En République tchèque, le syndicat tchèque des industries minières, géologiques et pétrolières (OS PHGN) a lancé, avec le concours de la Cornell University, un projet de sensibilisation aux questions d’environnement faisant intervenir des audits d’environnement et un programme de "formation des formateurs" et touchant dans un premier temps 120 000 membres, puis à travers eux quelque 400 000 familles et membres de la collectivité. 

En Roumanie, la Confédération nationale des syndicats libres (CNSLR-FRATIA) s’est associée aux autorités locales, aux ONG, à certaines entreprises locales et aux établissements d’enseignement pour mener une campagne publique d’éducation afin de réduire les émissions de dioxyde de soufre, de plomb, de zinc, de cadmium et de fluorure des industries locales qui ont pollué l’air, le sol et l’eau. 
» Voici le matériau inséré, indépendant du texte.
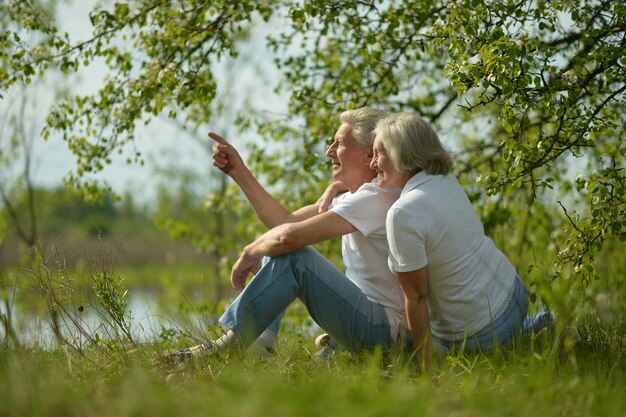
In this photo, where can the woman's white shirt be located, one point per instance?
(434, 225)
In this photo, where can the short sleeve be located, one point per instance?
(407, 251)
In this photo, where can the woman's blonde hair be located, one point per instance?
(412, 145)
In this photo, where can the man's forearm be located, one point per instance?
(419, 326)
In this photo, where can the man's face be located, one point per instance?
(348, 158)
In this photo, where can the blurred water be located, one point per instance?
(147, 323)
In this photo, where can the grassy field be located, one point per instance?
(575, 369)
(580, 374)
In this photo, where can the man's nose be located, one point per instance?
(330, 152)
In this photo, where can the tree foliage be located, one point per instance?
(530, 94)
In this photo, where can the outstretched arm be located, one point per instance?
(266, 207)
(287, 238)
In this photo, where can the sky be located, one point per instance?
(161, 143)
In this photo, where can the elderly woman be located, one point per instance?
(459, 288)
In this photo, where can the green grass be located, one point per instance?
(559, 373)
(576, 369)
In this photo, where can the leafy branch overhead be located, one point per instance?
(530, 95)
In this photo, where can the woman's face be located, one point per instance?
(388, 175)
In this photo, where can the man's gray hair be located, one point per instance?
(363, 123)
(412, 145)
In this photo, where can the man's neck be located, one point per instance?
(355, 185)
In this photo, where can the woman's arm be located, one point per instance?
(415, 287)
Au Royaume-Uni, un syndicat d’une entreprise de Coca Cola-Schweppes Beverages a décidé de soutenir un programme de production moins polluante pour économiser l’énergie, l’eau et les matières premières. Cette opération a permis d’économiser 3 millions de dollars en un an et chaque employé a bénéficié d’une prime de 1 500 dollars. La plupart des mesures de ce programme étaient de simples mesures d’organisation interne n’impliquant pas ou pratiquement pas de coûts ou de suppressions d’emplois. 
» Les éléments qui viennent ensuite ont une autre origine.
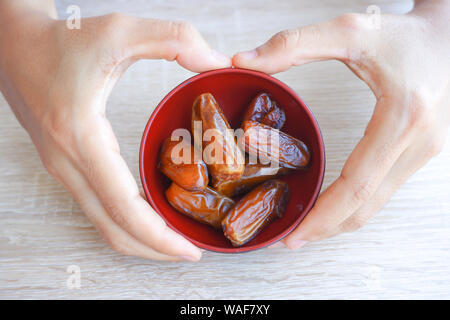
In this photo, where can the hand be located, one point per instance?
(406, 63)
(57, 82)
En Russie, l’Organisation inter-régionale des syndicats (IRTUO) et Jukos Oil ont signé une convention collective pour encourager la participation active de 110 000 membres et du syndicat dans les programmes de protection de l’environnement de l’entreprise. Dans le cadre de cette convention collective écologique, les comités syndicaux de l’entreprise établissent et mettent en oeuvre des objectifs de production moins polluante. 
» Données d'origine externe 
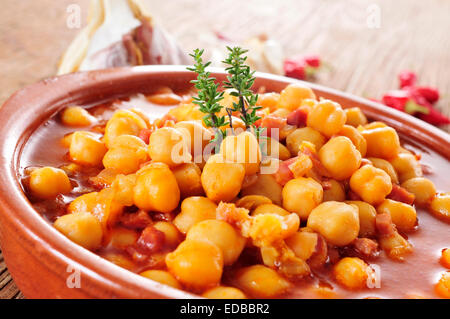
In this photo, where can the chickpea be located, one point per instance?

En Suède, une centrale syndicale nationale des travailleurs non manuels a lancé dans plusieurs entreprises le "6E", guide pour l’intégration de l’écologie et de l’environnement professionnel dans toutes les décisions prises par les travailleurs et les employeurs. Le label 6E du TCO est le symbole d’une "conduite responsable" et de la parfaite intégration de l’environnement externe et interne du lieu de travail ; il peut être décerné pour l’ensemble des activités ou une partie seulement. 

Au plan international, le TUAC et la CISL ont régulièrement développé leurs travaux en menant, avec les ONG et les autres instances internationales, des campagnes spécifiques pour intégrer les considérations de santé et de sécurité et celles d’environnement dans des secteurs comme les produits chimiques, les audits d’environnement, le travail des enfants, les jouets et les normes internationales. Leur participation à la CDD aux côtés des représentants des groupes d’entreprises internationales et des ONG témoigne du rôle essentiel que peuvent jouer les partenaires professionnels dans l’effort international déployé pour relever les défis d’Action 21. 
 

Source : TUAC et les documents de base de la CISL préparés pour la Sixième Session de la Commission sur le Développement durable, 20 avril - 1er mai 1998.